Other types of benefit sharing may be implemented through voluntary initiatives involving private plant breeding companies, government agencies, national and international research institutes, NGOs and local farming communities. Actors involved in participatory plant breeding programmes, for example, benefit by sharing knowledge, skills and genetic resources. In other types of initiatives, benefits may be in the form of support for local sustainable development projects or capacity building through knowledge and technology transfer.

Integration of policy for sustainable use into national frameworks

Integration of policy for sustainable use into national frameworks

The aims of the International Treaty with regard to sustainable use of PGRFA are in harmony with a number of other international agreements, including the Convention on Biological Diversity (CBD), the Second Global Plan of Action for Plant Genetic Resources for Food and Agriculture (Second GPA), and the Sustainable Development Goals (SDGs). Therefore, measures may be taken by countries to integrate such policies into existing national policy frameworks, thus synchronizing and strengthening countries’ actions for sustainable use.

Aichi Biodiversity Target 13 of the CBD Strategic Plan for Biodiversity 2011–2020, for example, aims at the maintenance of local crop varieties in production systems, as well as underutilized species and crop wild relatives (CWR), including through increased recognition of the role of indigenous and local communities and farmers in maintaining genetic diversity in situ. Policy to support specific measures for the conservation and sustainable use of PGRFA may therefore be incorporated into revised NBSAPs to meet the objectives of Aichi Biodiversity Target 13, as well as the CBD Programme on Agricultural Biodiversity—in particular, the International Initiative on Biodiversity for Food and Nutrition.

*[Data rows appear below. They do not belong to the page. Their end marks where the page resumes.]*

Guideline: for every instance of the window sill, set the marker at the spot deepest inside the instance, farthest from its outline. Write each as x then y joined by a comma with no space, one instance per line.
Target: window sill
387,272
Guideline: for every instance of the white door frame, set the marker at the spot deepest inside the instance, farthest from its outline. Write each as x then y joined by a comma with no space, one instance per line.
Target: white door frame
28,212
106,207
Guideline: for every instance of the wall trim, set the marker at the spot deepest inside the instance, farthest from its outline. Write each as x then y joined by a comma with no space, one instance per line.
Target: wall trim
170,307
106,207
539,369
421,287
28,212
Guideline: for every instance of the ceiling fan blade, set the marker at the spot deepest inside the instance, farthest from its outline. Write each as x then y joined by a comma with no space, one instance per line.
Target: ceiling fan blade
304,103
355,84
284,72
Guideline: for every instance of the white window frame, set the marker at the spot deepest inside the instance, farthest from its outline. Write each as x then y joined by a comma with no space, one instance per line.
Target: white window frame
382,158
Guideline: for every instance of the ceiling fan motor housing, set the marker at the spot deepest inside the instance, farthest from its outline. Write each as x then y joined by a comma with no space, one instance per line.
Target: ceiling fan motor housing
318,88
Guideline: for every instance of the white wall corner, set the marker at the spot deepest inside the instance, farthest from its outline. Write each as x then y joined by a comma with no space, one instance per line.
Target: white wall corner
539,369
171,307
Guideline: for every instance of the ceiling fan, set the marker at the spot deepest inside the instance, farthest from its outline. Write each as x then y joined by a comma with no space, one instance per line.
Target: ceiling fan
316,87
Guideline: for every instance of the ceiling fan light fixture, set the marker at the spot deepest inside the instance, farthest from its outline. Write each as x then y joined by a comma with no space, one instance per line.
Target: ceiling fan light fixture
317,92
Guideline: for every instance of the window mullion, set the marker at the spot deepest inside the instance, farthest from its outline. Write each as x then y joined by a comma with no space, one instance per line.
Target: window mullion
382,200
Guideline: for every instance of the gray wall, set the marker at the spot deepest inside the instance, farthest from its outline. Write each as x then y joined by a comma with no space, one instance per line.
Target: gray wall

Synergies between the aims of the International Treaty and the GPA are implicit; however, GPA Priority Activities 8–12, which promote sustainable use and specifically advocate crop diversification and recognition of farmers’ varieties, are particularly relevant. Relationships are also inherent between the Treaty and the SDGs—in particular, SDG Goal 2 which aims to end hunger, achieve food security and improved nutrition, and promote sustainable agriculture.